My venv function ensures a standard approach to virtualenv naming: I always call them .venv, and I put them in the root of my project directories, which are always Git repos. This means I can find if there’s a virtualenv I want to auto-activate by looking to see if I’m in a Git repo, then looking for a folder called .venv.

This is the function:

function auto_activate_venv --on-variable PWD --description "Auto activate/deactivate virtualenv when I change directories"

    # Get the top-level directory of the current Git repo (if any)
    set REPO_ROOT (git rev-parse --show-toplevel 2>/dev/null)

    # Case #1: cd'd from a Git repo to a non-Git folder
    #
    # There's no virtualenv to activate, and we want to deactivate any
    # virtualenv which is already active.
    if test -z "$REPO_ROOT"; and test -n "$VIRTUAL_ENV"
        deactivate
    end

    # Case #2: cd'd folders within the same Git repo
    #
    # The virtualenv for this Git repo is already activated, so there's
    # nothing more to do.
    if [ "$VIRTUAL_ENV" = "$REPO_ROOT/.venv" ]
        return
    end

    # Case #3: cd'd from a non-Git folder into a Git repo
    #
    # If there's a virtualenv in the root of this repo, we should
    # activate it now.
    if [ -d "$REPO_ROOT/.venv" ]
        source "$REPO_ROOT/.venv/bin/activate.fish" &>/dev/null
    end
end

This function runs as an event handler in Fish – it runs whenever the PWD variable changes.

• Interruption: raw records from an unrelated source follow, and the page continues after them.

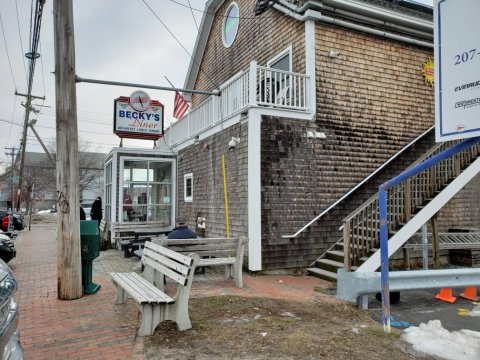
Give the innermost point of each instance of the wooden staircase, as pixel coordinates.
(361, 228)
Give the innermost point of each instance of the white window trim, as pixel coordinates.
(185, 178)
(232, 4)
(277, 57)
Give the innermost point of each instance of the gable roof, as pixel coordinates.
(403, 14)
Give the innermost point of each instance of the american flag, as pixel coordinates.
(180, 107)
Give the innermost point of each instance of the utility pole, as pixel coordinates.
(28, 108)
(12, 153)
(69, 277)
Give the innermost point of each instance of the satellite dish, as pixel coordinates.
(262, 6)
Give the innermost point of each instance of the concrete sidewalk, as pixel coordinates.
(93, 327)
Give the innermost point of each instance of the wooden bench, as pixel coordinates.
(147, 289)
(213, 252)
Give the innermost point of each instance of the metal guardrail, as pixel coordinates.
(351, 286)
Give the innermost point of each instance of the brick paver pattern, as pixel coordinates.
(93, 327)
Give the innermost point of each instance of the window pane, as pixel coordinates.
(160, 172)
(135, 171)
(161, 214)
(282, 63)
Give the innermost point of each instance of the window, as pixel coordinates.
(281, 79)
(282, 61)
(146, 193)
(230, 25)
(188, 187)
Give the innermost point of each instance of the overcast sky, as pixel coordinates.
(114, 40)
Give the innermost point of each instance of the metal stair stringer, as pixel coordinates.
(396, 241)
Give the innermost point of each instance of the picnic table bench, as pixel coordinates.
(214, 252)
(147, 289)
(124, 234)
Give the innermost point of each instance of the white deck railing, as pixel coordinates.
(256, 86)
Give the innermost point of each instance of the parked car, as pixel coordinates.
(11, 221)
(10, 346)
(7, 248)
(6, 221)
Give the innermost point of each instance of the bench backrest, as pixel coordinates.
(160, 261)
(207, 247)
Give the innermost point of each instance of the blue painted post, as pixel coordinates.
(382, 204)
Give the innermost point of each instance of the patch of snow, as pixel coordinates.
(433, 339)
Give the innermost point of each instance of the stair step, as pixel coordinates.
(323, 274)
(330, 265)
(335, 255)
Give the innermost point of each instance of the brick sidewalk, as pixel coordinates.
(93, 327)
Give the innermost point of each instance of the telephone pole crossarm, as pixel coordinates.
(154, 87)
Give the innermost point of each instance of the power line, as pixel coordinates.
(193, 15)
(21, 42)
(6, 48)
(43, 71)
(179, 43)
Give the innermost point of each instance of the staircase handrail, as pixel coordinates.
(361, 228)
(371, 199)
(346, 195)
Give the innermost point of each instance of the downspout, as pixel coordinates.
(317, 16)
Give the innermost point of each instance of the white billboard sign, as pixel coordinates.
(457, 69)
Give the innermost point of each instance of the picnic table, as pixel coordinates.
(140, 236)
(151, 232)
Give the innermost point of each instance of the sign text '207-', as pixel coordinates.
(465, 56)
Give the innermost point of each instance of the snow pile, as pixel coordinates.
(434, 340)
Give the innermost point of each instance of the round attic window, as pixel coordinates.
(230, 25)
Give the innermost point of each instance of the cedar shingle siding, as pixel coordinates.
(371, 101)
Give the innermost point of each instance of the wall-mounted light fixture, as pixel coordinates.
(232, 143)
(333, 54)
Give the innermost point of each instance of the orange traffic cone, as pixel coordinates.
(445, 294)
(470, 294)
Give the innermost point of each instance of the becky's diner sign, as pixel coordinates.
(138, 117)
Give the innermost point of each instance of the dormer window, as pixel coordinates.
(230, 25)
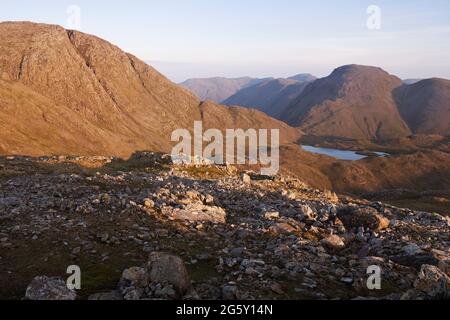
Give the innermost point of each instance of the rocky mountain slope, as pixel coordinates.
(425, 106)
(68, 92)
(353, 102)
(145, 228)
(271, 97)
(218, 89)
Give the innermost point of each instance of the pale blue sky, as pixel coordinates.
(199, 38)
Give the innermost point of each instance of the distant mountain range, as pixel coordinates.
(220, 89)
(270, 96)
(355, 102)
(66, 92)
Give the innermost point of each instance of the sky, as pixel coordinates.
(260, 38)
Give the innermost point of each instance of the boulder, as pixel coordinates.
(197, 212)
(135, 276)
(46, 288)
(369, 218)
(334, 242)
(106, 296)
(167, 268)
(432, 281)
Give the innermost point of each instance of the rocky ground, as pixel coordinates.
(146, 229)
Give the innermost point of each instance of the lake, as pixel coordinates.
(340, 154)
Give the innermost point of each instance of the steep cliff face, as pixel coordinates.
(425, 106)
(99, 99)
(353, 102)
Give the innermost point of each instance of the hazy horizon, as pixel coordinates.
(197, 38)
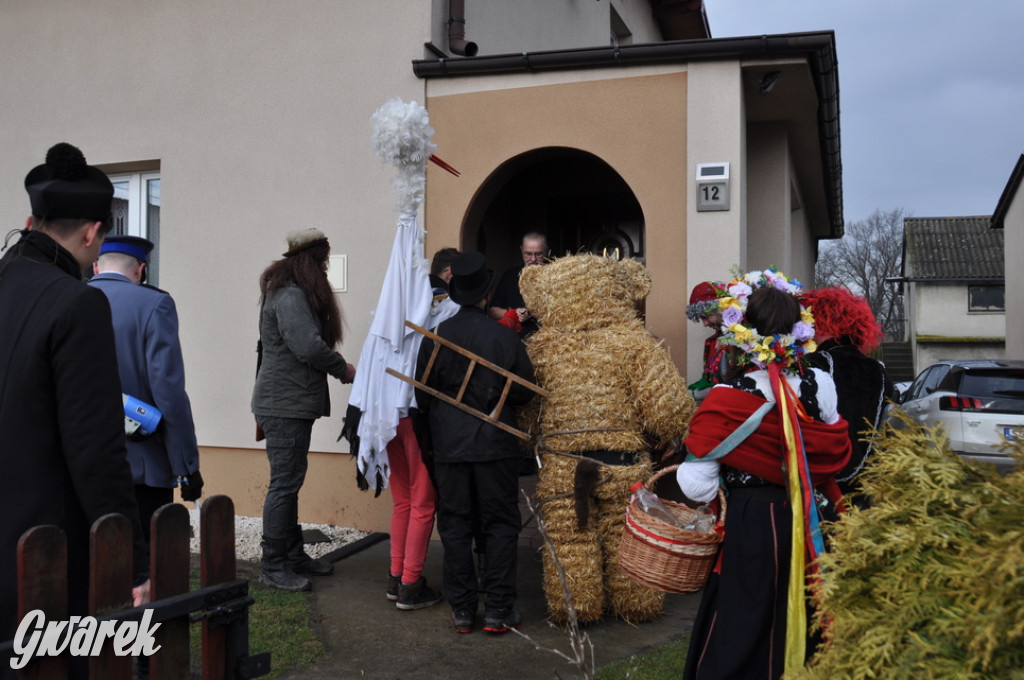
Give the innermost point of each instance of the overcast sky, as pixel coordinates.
(931, 95)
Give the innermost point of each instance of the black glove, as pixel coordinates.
(192, 486)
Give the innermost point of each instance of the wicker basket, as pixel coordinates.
(667, 557)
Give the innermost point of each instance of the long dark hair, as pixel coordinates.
(305, 269)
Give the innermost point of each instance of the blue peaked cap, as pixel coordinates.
(137, 247)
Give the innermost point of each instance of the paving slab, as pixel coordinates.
(367, 637)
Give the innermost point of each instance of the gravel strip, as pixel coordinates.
(249, 530)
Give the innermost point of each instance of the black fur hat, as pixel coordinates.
(66, 186)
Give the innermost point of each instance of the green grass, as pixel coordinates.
(279, 623)
(664, 663)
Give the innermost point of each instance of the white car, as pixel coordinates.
(979, 401)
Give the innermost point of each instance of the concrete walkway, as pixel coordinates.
(368, 638)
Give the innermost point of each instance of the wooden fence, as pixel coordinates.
(221, 603)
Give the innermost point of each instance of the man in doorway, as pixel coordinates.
(61, 419)
(145, 330)
(440, 269)
(507, 296)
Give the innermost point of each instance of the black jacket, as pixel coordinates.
(459, 436)
(863, 387)
(61, 422)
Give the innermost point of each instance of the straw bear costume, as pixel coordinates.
(612, 388)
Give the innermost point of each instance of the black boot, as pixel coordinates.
(300, 561)
(276, 571)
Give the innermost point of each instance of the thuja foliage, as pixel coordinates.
(929, 581)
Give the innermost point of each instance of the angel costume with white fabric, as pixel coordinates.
(383, 439)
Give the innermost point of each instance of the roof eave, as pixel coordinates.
(817, 47)
(1009, 192)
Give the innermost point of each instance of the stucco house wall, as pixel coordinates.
(258, 123)
(944, 329)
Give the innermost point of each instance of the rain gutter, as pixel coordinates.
(818, 48)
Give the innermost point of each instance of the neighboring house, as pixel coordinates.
(228, 125)
(1009, 218)
(955, 291)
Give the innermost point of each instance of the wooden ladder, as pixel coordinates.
(474, 360)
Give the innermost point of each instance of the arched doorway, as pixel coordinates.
(572, 197)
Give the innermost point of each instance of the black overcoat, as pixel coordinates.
(61, 422)
(459, 436)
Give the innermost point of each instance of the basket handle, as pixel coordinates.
(649, 485)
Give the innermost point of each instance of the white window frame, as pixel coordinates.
(137, 200)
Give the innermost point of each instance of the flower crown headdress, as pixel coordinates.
(785, 349)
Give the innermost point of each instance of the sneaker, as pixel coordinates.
(417, 596)
(463, 621)
(320, 567)
(284, 579)
(392, 587)
(500, 621)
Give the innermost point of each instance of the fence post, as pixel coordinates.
(110, 587)
(169, 567)
(42, 578)
(216, 540)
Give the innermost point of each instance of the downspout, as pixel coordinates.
(457, 30)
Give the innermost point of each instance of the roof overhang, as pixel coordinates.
(817, 50)
(1009, 193)
(681, 19)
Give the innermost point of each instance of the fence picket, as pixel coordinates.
(169, 567)
(42, 571)
(110, 587)
(222, 602)
(216, 538)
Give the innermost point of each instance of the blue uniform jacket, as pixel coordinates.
(145, 332)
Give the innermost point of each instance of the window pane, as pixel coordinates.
(153, 226)
(119, 208)
(987, 298)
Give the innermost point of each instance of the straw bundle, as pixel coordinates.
(611, 385)
(589, 556)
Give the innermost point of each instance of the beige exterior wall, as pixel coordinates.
(636, 125)
(259, 118)
(716, 129)
(1013, 242)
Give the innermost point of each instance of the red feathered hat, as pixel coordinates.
(845, 316)
(704, 300)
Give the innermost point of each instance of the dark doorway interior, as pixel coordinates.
(574, 198)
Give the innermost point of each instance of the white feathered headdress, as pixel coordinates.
(402, 138)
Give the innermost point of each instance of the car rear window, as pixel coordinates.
(993, 383)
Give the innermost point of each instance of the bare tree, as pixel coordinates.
(870, 252)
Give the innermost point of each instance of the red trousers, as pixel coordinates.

That variable is the current working directory, so in practice this runs whenever I change directories.

I find the top-level directory of the current Git repo by running git rev-parse --show-toplevel, which is a super handy command I use in lots of scripts. If I’m not in a Git repo, it returns an empty string. Then I compare that to the path of the currently-enabled virtualenv in VIRTUAL_ENV, and decide whether I need to activate or deactivate a virtualenv.

If you want the complete code, my Fish shell config is in a public repo, although the virtualenv stuff is a bit spread out.

This was the first project where I used ChatGPT to help write the code. I was initially quite sceptical of LLMs, but watching what Simon Willison has been doing persuaded me to try it. This felt like a safe project to try it – it’s a minimal project with clearly defined “is the code working” criteria, and limited impact if I do something daft.

Overall I was quite impressed. All the code seemed to work, and it was helpful for the bits of shell syntax I only half-remember – things like test -z and combining multiple conditions in a boolean. I didn’t use any of its output directly, but it was a good starting point that I could adapt into my actual code. I’m sure this won’t be my last project where ChatGPT lends a helping hand.